Struggling upmarket department store David Jones has received an unsolicited takeover approach from a British company, which could potentially value the retailer at more than $1.4 billion and spark a consolidation of the underperforming Australian retail sector.

David Jones told the Australian Securities Exchange this morning it had received an unsolicited letter from a non-incorporated UK entity indicating its interest in making an offer for the retailer.
It is believed that David Jones chief executive Paul Zahra is currently overseas in Europe on business.

In a brief statement to the market, David Jones said the approach was made by a non-incorporated UK entity about which ”no usual public information is available’’.

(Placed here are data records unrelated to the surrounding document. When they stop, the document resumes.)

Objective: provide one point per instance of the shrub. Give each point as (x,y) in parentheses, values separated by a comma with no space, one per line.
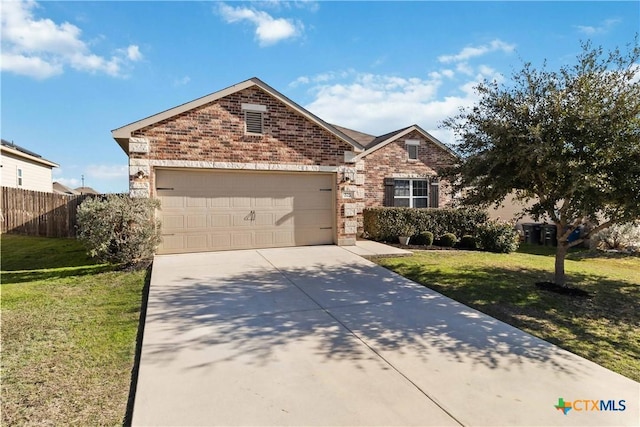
(448,240)
(382,223)
(119,229)
(618,237)
(425,238)
(496,236)
(468,242)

“The directors do not believe they currently have relevant information to enable them to qualify or value the approach but should this change will advise the market accordingly,’’ David Jones said in a statement this morning.

‘‘In the meantime the directors recommend that shareholders treat related market comment cautiously.’’

Analysts and market watchers have been tipping a potential takeover of David Jones or Myer for some time as both department stores struggle in the current poor economic environment.

Shares in David Jones rallied immediately upon the breaking news of a potential multi-billion dollar takeover, rising 35 cents – or 15 per cent – to $2.61.

Rival store Myer saw its shares rise 9 cents to $1.63.